Este exige que três condições sejam preenchidas. Primeiro, é preciso que o texto
obrigue o leitor a considerar o mundo das personagens como um mundo de pessoas
vivas e a hesitar entre uma explicação natural e uma explicação sobrenatural dos
acontecimentos evocados. Em seguida, essa hesitação deve ser igualmente sentida por
uma (...) personagem; desse modo, o papel do leitor é, por assim dizer, confiado a uma
personagem e ao mesmo tempo a hesitação se acha representada e se torna um dos
temas da obra; no caso de uma leitura ingênua, o leitor real se identifica com a
personagem. Enfim, é importante que o leitor adote uma certa atitude com relação ao
texto: ele recusará tanto a interpretação alegórica quanto a interpretação ‘poética’. O
gênero fantástico é pois definido essencialmente por categorias que dizem respeito às
visões na narrativa; e, em parte, por seus temas.” (p. 149-150)

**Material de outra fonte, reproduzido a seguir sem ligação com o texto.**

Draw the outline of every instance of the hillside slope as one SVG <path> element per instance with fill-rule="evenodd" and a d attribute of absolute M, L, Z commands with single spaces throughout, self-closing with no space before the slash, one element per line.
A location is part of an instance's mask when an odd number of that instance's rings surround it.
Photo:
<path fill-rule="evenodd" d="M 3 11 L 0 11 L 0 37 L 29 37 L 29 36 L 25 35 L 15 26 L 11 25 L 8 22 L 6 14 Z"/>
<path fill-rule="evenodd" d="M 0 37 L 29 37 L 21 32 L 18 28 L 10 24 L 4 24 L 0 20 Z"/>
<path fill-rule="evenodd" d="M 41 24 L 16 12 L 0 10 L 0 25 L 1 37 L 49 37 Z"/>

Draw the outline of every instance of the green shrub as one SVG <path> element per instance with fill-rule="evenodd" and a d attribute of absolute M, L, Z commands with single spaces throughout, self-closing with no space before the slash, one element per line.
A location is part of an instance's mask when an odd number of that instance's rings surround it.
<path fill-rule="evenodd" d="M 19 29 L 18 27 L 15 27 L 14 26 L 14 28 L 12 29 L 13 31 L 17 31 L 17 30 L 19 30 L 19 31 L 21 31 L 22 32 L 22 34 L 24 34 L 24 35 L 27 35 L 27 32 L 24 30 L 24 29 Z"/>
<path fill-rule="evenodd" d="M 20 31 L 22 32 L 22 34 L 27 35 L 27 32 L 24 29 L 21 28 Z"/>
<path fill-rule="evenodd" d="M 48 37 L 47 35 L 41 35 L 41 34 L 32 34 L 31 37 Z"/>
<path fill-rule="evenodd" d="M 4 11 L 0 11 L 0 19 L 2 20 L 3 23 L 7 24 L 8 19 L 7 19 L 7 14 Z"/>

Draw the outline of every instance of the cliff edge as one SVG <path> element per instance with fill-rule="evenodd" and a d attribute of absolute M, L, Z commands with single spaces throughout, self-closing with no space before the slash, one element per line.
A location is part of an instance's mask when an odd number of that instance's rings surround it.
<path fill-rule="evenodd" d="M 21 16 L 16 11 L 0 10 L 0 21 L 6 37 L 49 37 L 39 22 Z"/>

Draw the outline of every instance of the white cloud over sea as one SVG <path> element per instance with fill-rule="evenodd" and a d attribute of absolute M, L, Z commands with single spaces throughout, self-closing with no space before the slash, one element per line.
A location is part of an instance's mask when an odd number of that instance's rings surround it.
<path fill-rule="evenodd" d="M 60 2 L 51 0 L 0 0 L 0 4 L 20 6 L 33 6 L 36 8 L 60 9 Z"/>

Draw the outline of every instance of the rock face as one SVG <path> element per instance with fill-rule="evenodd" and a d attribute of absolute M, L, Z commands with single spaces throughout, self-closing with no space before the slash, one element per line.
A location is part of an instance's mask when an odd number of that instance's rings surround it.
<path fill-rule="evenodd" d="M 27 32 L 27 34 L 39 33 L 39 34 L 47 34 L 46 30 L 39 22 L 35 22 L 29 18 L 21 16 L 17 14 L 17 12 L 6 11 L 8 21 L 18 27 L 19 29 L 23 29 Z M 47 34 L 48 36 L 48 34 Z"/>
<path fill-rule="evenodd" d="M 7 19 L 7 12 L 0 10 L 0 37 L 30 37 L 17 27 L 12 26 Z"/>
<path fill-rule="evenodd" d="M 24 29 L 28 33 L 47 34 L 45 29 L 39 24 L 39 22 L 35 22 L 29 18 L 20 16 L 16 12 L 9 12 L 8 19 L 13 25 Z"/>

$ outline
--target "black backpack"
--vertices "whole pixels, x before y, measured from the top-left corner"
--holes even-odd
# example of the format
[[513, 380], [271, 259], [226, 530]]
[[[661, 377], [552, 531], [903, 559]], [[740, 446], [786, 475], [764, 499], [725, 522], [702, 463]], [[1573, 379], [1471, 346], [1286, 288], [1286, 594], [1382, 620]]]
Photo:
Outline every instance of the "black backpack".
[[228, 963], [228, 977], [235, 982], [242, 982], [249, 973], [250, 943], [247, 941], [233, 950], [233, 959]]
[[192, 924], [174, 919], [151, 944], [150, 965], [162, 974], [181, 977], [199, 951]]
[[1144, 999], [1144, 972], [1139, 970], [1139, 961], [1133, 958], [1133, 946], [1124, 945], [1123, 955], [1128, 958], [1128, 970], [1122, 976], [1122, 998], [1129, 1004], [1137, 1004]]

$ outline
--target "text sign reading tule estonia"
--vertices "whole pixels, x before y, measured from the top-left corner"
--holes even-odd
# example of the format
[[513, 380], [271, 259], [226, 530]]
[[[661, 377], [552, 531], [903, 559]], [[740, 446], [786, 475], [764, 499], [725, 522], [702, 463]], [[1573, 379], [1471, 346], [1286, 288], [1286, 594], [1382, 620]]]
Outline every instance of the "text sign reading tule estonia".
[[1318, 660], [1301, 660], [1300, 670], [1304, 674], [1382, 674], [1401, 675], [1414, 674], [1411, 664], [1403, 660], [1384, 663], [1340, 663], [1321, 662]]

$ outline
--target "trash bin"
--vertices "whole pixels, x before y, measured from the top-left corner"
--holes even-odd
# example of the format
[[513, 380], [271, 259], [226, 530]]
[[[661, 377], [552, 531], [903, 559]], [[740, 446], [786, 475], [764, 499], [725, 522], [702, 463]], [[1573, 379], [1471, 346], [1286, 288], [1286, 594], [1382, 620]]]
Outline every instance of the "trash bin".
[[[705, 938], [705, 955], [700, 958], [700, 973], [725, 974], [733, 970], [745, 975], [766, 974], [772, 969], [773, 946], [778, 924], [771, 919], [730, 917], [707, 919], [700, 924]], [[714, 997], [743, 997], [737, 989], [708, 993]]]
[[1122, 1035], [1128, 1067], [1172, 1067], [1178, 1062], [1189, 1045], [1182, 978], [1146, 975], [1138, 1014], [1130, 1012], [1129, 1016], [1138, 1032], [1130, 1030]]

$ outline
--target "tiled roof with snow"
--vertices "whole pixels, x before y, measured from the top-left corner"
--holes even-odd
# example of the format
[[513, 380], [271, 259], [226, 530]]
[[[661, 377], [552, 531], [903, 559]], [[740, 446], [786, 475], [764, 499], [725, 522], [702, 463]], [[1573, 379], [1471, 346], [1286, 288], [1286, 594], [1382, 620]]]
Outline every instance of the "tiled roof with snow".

● “(...) A ambigüidade depende também do emprego de dois processos verbais que
penetram o texto todo. Nerval os utiliza habitualmente juntos; são eles: o imperfeito e
a modalização.” (p. 151)
● “O fantástico, como vimos, dura apenas o tempo de uma hesitação: hesitação comum
ao leitor e à personagem, que devem decidir se aquilo que percebem se deve ou não à
‘realidade’, tal qual ela existe para a opinião comum. No fim da história, o leitor, senão
a personagem, toma entretanto uma decisão, opta por uma ou outra solução, e assim
fazendo sai do fantástico (...). Se ele decide que as leis da realidade permanecem intatas
e permitem explicar o fenômeno descrito, dizemos que a obra pertence ao gênero do
estranho. Se, ao contrário, ele decide que se deve admitir novas leis da natureza, pelas
quais o fenômeno pode ser explicado, entramos no gênero do maravilhoso.” (p. 154)
● “(...) Comecemos pelo fantástico-estranho. Os acontecimentos que parecem
sobrenaturais ao longo da história recebem por fim uma explicação racional. Se esses
acontecimentos conduzem a personagem e o leitor a acreditar na intervenção do
sobrenatural, é que têm um caráter insólito, estranho. A crítica descreveu (e
freqüentemente condenou) essa variedade sob o nome de ‘sobrenatural explicado’.” (p.
155)
● “(...) o estranho puro. Nas obras que pertencem a esse gênero, relatam-se
acontecimentos que podem perfeitamente ser explicados pelas leis da razão, mas que
são, de uma forma ou de outra, incríveis, extraordinários, chocantes, singulares,
inquietantes, insólitos.” (p. 156)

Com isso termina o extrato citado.